From Regional Patient Advocate Natasa Angjeleska
I have participated in Takeda’s External Stakeholder meeting on 13 October 2020 upon invitation from the Head of the Takeda representative office in Belgrade, Aleksandar Bjelski. I was one of two patient representatives invited to speak about living with HAE, as a caregiver, but also as a patient advocate. My talk was 5-7 minutes to introduce some of the aspects of challenges and needs of HAE patients, as well as support and initiatives undertaken as Regional Patient Advocate. Among others Giles Platford, the President of Europe & Canada Business Unit for Takeda, Jiri Smejkal, Hrvojka Kostelac and other Takeda representatives were present during this meeting.
I accepted an invitation from NORBS (the National Organization for Rare Diseases) in Serbia to be a speaker at a virtual regional conference “CARE FOR RARE” held on 23-24 October 2020. I presented the project in which I was involved in the course of 2019 implemented by the National Alliance for Rare Diseases Macedonia (NARBM) where we have partnered with patient representatives for different rare diseases to create a National Strategy for Rare Diseases in cooperation with the Ministry of Health. This document is still not adopted by the Government, due to the crisis caused by the pandemic. Nonetheless, we plan to re-initiate our demand for adoption as it regulates very important aspects from the health care field (diagnostics, treatment, and patient involvement) as well as social care and education.
I have spent most of the time in the course of September and October to prepare the 2020 HAEi Virtual Regional Workshop South Eastern Europe. Among many other things, the preparations for the workshop involved scheduling and recording individual interviews with patient leads from Bulgaria, Serbia, North Macedonia, Croatia, and Turkey, who accepted to participate in the patient track. Please see the article on the workshop later in this issue of Global Perspectives.
With some of the patient leads from my region, I have been discussing the implementation of the Regional Medical Advisory Panel initiative designed to integrate into HAE International’s operations. The aim is for the Regional Medical Advisory Panel to provide the global organization with better insight into challenges at the regional and local levels and to assist HAE International in adapting existing programs and designing and implementing new initiatives. I have asked the patient representatives to nominate a physician from each country to the HAEi Regional Medical Advisory Panel.

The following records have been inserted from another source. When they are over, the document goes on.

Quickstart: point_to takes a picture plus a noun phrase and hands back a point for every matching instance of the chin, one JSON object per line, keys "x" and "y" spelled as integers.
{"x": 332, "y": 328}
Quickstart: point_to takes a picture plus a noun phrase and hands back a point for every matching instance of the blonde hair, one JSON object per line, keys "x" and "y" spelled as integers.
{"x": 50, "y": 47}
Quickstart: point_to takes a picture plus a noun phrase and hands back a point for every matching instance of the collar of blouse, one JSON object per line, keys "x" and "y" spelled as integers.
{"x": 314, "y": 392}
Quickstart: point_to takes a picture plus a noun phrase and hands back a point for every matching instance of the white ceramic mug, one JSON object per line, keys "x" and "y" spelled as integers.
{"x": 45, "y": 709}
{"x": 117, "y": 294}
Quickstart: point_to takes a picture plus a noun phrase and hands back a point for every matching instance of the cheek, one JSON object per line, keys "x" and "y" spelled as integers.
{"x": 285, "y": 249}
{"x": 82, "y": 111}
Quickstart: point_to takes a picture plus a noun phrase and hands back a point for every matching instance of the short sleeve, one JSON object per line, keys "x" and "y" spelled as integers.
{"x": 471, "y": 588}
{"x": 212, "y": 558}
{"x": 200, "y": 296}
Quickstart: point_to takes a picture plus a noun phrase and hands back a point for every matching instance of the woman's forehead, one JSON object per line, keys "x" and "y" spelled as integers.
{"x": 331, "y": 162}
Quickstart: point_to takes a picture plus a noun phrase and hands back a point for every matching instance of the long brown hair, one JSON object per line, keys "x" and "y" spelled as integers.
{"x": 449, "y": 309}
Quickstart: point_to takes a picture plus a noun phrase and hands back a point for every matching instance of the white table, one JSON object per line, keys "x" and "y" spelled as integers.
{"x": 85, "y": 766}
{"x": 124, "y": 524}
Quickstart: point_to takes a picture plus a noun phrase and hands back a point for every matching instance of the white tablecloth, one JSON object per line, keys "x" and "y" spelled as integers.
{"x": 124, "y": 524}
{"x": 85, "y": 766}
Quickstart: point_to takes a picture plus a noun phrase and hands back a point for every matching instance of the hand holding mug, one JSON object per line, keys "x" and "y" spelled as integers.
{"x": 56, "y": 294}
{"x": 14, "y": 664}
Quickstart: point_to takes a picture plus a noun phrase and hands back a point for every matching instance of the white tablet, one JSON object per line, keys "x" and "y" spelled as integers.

Dr. Vesna Grivcheva Panovska from North Macedonia prepared a survey called “Perception of the Current Status and Expectations of the Long-term Impact of COVID-19 on HAE Management from the perspective of HAE Patients and HAE Treating HCPs”. HAE International and HAE Macedonia, as well as other patient organizations, assisted in sharing the link to the survey that was translated in multiple languages to enable collecting a variety of responses. Dr. Grivcheva Panovska was very satisfied with the response rate gathered.
Dejan Angjeleski, a youngster from North Macedonia, was featured in a book called “A Day in my Life” with 30 stories of people with different conditions and disabilities. In his story, he explains about his life with HAE. He talks about his wish to be like everybody else, to work and travel independently, hoping that new therapies will result in improvement of the quality of his life.
The network of ACARE centers is spreading in South-Eastern Europe. Accreditation of the ACARE center in Bulgaria was announced in November, and we expect more applications for new accreditations to be submitted over the coming months.